Entramos en la finca a través de un arco de piedra. La puerta era de madera tachonada con clavos de hierro anchos como mi puño. A ambos lados del camino se alzaba un denso seto de boj hasta una plazoleta abierta frente a la casa con una fuente en medio. Desde allí se podía contemplar todo el jardín, setos, arriates y arboleda, todo ello unido por una intrincada red de senderos barridos y regados para la ocasión. Atados a las ramas bajas de los pinos había decenas de faroles esperando su momento tras la puesta del sol. El aire estaba impregnado de olor a tomillo, a lavanda y a romero. Por todas partes se veía gente paseando, charlando o sentada a la sombra en plácida tertulia. Las abejas rondaban los llamativos jubones de seda y se entretenían jugando con las plumas de colores de los sombreros. Con frecuencia, un tábano surcaba uno de esos grupos haciéndolo abrirse y agitarse entre gritos y risas como a ritmo de zarabanda.
Un atento criado abrió la portezuela del carruaje. En primer lugar se apeó el señor de Torreblanca, quien, sin siquiera despedirse, se encaminó hacia la casa seguido por su enano. Luego lo hicimos nosotros con mirada mendiga y nos demoramos un poco bajo el emparrado del porche principal. El criado nos observó indeciso unos segundos y luego se desentendió para acudir a la llamada de un joven con aspecto de caballerizo. Fray Gabriel y yo dispusimos de unos minutos para ver todo lo que ocurría a nuestro alrededor y hacernos una ligera composición de lugar.
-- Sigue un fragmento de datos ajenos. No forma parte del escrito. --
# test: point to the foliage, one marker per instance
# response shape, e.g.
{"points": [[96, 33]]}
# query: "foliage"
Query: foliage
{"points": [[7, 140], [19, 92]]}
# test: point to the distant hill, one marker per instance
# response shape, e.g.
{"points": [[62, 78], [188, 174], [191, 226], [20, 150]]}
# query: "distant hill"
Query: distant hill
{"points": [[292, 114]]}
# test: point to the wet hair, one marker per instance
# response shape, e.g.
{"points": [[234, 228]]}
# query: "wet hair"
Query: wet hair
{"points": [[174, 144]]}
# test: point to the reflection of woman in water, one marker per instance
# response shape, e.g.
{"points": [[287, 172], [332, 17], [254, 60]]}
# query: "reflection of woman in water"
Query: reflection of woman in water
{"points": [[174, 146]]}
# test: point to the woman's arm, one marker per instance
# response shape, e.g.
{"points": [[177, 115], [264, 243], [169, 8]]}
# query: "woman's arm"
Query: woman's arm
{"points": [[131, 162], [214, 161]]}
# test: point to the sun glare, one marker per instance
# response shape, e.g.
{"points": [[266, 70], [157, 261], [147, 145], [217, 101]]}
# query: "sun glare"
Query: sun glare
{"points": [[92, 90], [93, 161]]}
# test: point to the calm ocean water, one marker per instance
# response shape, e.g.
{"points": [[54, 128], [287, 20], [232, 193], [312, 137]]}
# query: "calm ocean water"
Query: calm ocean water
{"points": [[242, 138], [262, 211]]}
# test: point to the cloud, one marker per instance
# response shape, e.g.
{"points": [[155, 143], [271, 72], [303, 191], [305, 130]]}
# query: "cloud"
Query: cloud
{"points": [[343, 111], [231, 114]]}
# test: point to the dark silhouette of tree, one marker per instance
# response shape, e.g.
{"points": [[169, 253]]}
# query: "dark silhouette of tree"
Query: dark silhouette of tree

El edificio era una casona maciza de tres alturas levantada con grandes sillares regulares. En el bajo había pocas ventanas y pequeñas, pero en el primer piso se abrían dos balcones orlados con una voluta y barandales de madera de castaño. Las puertas de los balcones parecían estar abiertas y los vanos ocultos tras unas tupidas esteras de cañizo. Desde la puerta principal (cuyas jambas habían sido talladas como medias columnas), a través de un amplio recibidor con salones a ambos lados, se veía una puerta acristalada que daba a un patio delimitado por dos alas adosadas a la fachada posterior, que nacían simétricas y paralelas en ambos extremos. A aquella hora de la mañana sólo estaba en sombra la zona aledaña a dicha puerta, gracias a un toldo de grueso paño sujeto por medio de anillas a unas finas varillas de hierro. Allí era donde se celebraban los banquetes durante el calcinante verano manchego.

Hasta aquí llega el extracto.